Friday, June 29, 2007

Is there going to be a Revolution in Iran?

For some time now I and many others have been hearing about rumblings on the streets of Tehran, and indeed other parts of Iran. The population of Iran is becoming younger by the day and frankly they are not happy.

Iran is a religious country full of traditions, but people do need jobs and frankly the economy stinks. Inflation is running at 20 to 30%. Not an issue that would bring about a revolution on its own, but it adds to the mix. Then there is unemployment which is high and growing, disaffection with the rules of the theocracy and last but not least the sudden imposition of petrol rationing.

Iran does not have much in the way of refining capacity so although it produces and exports a lot of oil, it does not produce petrol. The problem here is that it then has to import petrol, which it then subsidises, at immense cost to the treasury. Iran is running out of the cash to buy petrol.

Obviously the answer is simple, or at least it should be, Iran has some very clever scientists capable of building some test nuclear plant and clearly seems to think it has the money to do so, so it clearly can and indeed ought to develop its own refineries. It isn't. Instead it is spending vast amounts of money not only on its own defence, but a nuclear program which is causing the country immense problems and money on mucking about in other peoples countries as well, like hundreds of millions of dollars to Hezbollah to fund the rebuilding the the Lebanon, a war which the average Iranian in the street did not ask for or want to be involved in.

Iran's economy is slowly collapsing when it should be reaching dizzying heights. It is doing so because Iran's government has grand plans of its own. The people don't care. They want jobs and security.
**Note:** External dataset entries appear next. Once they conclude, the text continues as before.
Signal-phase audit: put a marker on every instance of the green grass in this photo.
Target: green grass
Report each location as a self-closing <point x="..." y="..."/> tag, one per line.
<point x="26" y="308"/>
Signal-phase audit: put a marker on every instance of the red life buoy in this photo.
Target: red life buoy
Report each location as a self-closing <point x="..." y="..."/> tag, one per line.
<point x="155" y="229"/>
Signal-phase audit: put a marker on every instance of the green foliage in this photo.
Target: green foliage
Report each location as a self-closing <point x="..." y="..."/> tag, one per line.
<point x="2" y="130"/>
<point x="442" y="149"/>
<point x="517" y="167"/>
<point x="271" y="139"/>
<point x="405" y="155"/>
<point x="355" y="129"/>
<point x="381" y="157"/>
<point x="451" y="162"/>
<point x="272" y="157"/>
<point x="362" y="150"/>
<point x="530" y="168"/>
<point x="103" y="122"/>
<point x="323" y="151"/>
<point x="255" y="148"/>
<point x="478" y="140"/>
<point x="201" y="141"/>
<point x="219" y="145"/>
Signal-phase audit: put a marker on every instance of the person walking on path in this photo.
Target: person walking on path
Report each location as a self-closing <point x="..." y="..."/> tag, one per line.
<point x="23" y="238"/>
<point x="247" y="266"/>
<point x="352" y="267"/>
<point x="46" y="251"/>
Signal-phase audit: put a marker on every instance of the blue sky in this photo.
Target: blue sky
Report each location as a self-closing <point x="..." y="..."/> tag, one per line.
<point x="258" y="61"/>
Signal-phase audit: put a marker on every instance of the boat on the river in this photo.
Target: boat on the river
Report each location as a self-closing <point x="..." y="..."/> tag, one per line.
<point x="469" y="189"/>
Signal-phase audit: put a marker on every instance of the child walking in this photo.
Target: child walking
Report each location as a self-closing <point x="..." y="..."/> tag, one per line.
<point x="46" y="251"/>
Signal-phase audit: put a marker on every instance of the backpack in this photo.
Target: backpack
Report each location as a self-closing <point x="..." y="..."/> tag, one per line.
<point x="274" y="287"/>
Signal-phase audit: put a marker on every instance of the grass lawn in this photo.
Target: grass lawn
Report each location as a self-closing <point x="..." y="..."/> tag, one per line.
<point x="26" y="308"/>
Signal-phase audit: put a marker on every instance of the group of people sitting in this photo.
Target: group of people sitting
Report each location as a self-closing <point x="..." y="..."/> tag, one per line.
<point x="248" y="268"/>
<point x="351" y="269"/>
So what happened when petrol was rationed? Well the rationing was imposed without consultation or advanced warning to anyone, including the petrol station owners or the police. The result was riots and petrol stations being burnt down. The text messaging service has been closed down so that people can't organise protests and journalists are being ordered not to report any trouble. Clearly the government is under pressure.
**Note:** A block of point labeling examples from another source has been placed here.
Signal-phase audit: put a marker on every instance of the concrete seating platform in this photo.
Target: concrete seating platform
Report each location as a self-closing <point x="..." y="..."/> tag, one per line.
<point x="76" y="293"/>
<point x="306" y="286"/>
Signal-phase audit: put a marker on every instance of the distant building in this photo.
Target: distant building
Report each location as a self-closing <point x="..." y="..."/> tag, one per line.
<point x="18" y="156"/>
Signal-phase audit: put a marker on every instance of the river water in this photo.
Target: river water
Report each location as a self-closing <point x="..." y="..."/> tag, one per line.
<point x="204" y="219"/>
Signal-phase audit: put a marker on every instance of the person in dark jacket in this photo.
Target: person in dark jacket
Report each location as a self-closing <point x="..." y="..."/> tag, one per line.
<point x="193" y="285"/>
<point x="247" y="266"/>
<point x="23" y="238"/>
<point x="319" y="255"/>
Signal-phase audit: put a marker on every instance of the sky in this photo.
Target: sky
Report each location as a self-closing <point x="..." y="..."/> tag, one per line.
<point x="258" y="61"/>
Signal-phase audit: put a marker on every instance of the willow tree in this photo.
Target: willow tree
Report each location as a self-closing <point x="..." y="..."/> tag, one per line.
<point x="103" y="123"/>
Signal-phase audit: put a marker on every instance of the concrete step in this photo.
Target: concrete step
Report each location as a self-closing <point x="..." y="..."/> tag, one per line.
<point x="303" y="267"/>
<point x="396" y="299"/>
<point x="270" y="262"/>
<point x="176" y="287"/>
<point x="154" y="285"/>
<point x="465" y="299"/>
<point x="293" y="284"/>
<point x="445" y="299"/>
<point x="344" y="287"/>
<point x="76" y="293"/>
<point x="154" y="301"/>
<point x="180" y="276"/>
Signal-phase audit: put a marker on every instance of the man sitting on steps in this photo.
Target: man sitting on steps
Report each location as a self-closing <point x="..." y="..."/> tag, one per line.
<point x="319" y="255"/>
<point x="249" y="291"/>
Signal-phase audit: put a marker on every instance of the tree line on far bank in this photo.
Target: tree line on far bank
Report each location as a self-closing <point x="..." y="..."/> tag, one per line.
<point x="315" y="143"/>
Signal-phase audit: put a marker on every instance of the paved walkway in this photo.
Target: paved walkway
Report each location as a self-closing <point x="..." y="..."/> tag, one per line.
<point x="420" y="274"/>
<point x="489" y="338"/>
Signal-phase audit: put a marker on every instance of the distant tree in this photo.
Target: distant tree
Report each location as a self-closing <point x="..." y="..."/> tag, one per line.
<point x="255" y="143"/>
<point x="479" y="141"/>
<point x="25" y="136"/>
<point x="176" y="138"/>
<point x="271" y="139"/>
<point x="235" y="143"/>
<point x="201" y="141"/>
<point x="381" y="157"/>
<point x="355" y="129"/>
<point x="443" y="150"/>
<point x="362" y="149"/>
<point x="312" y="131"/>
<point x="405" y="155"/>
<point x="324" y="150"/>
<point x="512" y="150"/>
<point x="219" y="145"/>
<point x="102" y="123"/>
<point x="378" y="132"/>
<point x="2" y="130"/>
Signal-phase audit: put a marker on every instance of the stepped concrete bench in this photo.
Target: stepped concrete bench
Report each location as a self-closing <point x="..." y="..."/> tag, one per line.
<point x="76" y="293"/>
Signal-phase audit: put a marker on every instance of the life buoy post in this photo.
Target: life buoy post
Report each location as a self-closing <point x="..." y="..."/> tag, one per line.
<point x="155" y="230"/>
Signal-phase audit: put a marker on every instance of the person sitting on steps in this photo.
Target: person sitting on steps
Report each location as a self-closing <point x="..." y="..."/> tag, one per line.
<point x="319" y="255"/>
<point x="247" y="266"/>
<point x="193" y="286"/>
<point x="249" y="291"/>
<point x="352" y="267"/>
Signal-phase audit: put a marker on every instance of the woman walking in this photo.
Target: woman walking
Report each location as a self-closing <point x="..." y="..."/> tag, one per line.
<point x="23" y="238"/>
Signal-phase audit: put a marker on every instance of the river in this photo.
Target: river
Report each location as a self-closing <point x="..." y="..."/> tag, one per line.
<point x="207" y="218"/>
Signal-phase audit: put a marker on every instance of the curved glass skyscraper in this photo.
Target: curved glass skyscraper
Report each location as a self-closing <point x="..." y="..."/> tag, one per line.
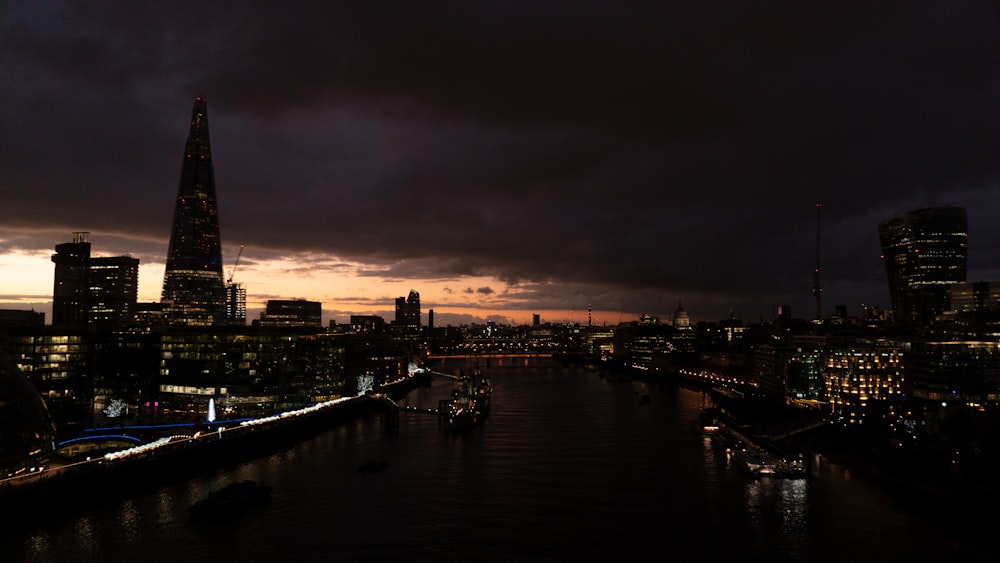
<point x="925" y="253"/>
<point x="193" y="284"/>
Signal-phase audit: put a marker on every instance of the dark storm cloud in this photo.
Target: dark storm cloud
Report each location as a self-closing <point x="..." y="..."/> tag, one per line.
<point x="625" y="155"/>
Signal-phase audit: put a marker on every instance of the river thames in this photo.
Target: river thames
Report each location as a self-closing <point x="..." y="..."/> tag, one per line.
<point x="569" y="466"/>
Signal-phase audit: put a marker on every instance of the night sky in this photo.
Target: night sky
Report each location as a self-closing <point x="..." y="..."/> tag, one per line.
<point x="505" y="158"/>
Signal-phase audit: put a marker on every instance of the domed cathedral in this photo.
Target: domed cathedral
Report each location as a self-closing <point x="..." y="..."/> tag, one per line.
<point x="681" y="319"/>
<point x="27" y="436"/>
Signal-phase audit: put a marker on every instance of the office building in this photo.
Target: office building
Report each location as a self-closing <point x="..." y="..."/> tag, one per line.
<point x="92" y="291"/>
<point x="193" y="284"/>
<point x="297" y="312"/>
<point x="925" y="253"/>
<point x="408" y="309"/>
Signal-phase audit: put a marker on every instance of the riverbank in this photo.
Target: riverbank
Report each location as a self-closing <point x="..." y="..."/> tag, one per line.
<point x="69" y="487"/>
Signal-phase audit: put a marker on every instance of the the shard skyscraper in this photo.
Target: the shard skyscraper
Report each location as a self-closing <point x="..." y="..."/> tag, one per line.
<point x="193" y="287"/>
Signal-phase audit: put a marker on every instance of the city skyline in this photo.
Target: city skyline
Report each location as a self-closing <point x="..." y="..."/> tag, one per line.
<point x="505" y="161"/>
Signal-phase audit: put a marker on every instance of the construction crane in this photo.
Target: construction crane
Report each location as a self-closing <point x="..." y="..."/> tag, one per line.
<point x="232" y="272"/>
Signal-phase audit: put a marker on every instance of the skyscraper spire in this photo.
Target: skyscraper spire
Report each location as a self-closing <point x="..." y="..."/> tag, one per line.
<point x="193" y="282"/>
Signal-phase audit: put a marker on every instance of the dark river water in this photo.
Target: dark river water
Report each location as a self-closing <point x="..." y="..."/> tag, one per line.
<point x="568" y="466"/>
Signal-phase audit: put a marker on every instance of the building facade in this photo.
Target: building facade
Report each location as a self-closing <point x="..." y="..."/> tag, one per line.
<point x="92" y="291"/>
<point x="193" y="284"/>
<point x="925" y="253"/>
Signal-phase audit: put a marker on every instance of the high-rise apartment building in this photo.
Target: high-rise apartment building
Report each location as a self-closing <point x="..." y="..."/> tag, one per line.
<point x="408" y="309"/>
<point x="193" y="284"/>
<point x="925" y="253"/>
<point x="91" y="291"/>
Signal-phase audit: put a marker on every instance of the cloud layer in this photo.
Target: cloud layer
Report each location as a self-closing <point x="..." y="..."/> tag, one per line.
<point x="625" y="155"/>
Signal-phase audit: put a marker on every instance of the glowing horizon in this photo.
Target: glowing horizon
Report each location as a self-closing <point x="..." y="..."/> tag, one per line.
<point x="350" y="290"/>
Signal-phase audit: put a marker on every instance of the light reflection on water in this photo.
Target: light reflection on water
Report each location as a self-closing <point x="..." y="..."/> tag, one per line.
<point x="569" y="465"/>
What the Iranian government needs right now is some external threat to unite the people. It had that in the sabre rattling over its nuclear plans, and it helped. We need to remove the obvious threats to Iran so that it can't unite its people (as well as making sure they can a news service that tells them how bad things really are in Iran). In short we need to appear to take the pressure off.

That does not mean we stop working on its nuclear program, it just means we do so quietly and carefully so as not to give the Iranian regime ammunition to unite the Iranian people behind it.
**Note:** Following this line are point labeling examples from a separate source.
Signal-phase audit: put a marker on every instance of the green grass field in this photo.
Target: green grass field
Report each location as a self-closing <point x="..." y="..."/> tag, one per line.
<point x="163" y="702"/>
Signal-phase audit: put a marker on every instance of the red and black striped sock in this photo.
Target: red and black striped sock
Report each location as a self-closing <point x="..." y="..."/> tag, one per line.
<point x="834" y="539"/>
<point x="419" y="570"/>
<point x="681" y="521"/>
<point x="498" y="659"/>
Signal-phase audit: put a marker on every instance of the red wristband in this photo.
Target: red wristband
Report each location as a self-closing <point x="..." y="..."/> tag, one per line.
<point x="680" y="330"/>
The BBC has this on the fuel protests.


James Higham said...

The major problem is the madman at the top whom other Muslim nations just cannot deal with. The youth may grumble but that's a far cry from revolution. The mullahs have a tight grip.

Benedict White said...

james higham, The Mullahs have a tight grip yes, but not that tight.

Anonymous said...

"The population of Iran is becoming younger by the day"

I don't think they are! Average age perhaps...

Saudi Arabia has a similar population profile - a huge proportion of its people being young - and with pressures growing to find them jobs, houses, infrastructure. Some of the underlying problems which make Blair's new task in the Middle East close to impossible.

CityUnslicker said...

errr. remember Tianamen Square. I don't think strong governments have to worry to much about popular revolts.

Andy Cooke said...


As pointed out by Punter, you're linked from Andrew Sullivan, at :

Hazar Nesimi said...

revolution requires opposition to a regime, all of the opposition has a broad anti-western consensus , it is clear that slow decline is most likely. Reformers did not deliver, "Radicals" als will not deliever. Ayatollahs, around Hamenei should and will be more sensible... Akhmadinejad may be impeached and replaced in a few years, unless there is attack on Iran.